The new figures revealed in its survey indicate that cases of diabetes have gone up by 400,000 cases to 1.8m in that last eight years. This does not count the further one million people who are believed to be suffering from diabetes undiagnosed.

The data by Diabetes UK shows that it is type 2 diabetes that has seen the largest increase in sufferers, and this is the type directly linked to obesity.

The report shows that the condition is now being diagnosed in much younger obese people than before, as type 2 was previously only associated with overweight people of an older age.

Speaking to The Times today, David Haslam, the chairman of the National Obesity Forum said: “The obesity timebomb is already happening.”

Doctors are now predicting a rise of six million cases of diabetes by 2010, twice the amount forecast by the Government. In the UK three quarters of adults are now overweight or obese and England is experiencing the fastest growing weight problem in Europe.
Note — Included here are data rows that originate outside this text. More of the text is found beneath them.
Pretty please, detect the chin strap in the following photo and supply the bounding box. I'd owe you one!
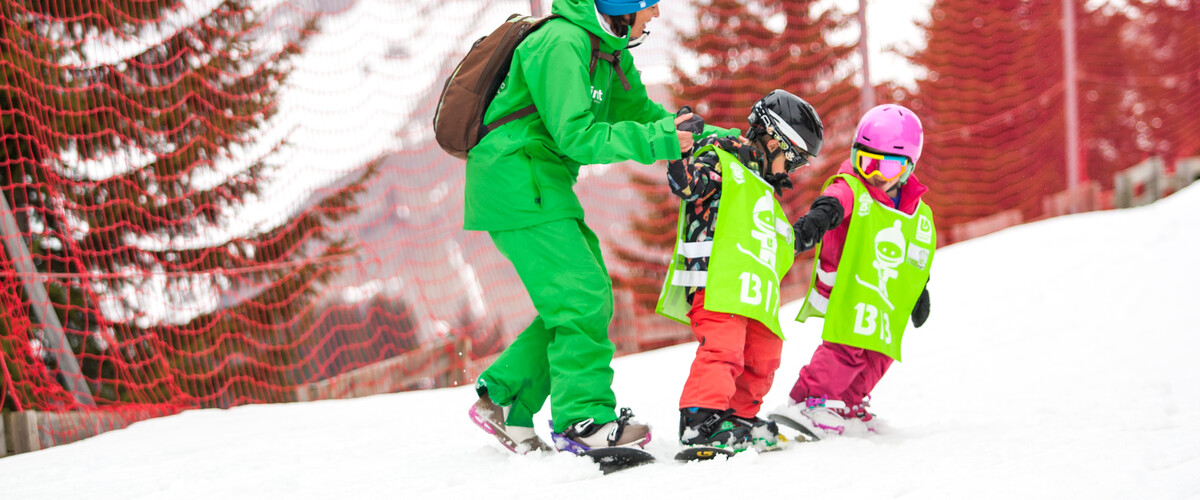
[625,30,650,49]
[763,173,793,195]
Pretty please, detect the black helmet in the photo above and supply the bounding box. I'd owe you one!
[746,89,824,171]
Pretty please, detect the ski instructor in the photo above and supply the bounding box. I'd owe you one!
[463,0,739,453]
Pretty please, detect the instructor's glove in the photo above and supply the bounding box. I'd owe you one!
[792,197,845,253]
[676,106,704,133]
[912,288,929,329]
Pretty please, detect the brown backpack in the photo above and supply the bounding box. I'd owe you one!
[433,14,629,159]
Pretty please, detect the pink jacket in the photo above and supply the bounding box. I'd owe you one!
[817,159,929,299]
In order to find a sensible plan of action to tackle the nation’s obesity problem, The Grocer recently launched its ‘Junk the Spin’ campaign calling for the government to work with the industry to find new ways of improving the nation’s health.

The Grocer wants your response on this issue and it welcomes your feedback, as well as signatures on its petition.

Its campaign criticises the government for implementing short-term fixes to complicated and long-established problems such as obesity and excess salt intake.

It also dismisses the government’s proposed plans for a labelling system for food. “It seems our campaign has not come soon enough,” says The Grocer’s editor Julian Hunt. “This is a daft idea and should be killed at birth.”

Instead, The Grocer wants to encourage the government to look at this issue in more detail and initiate a sensible debate about the role this industry can play in improving the health of our nation.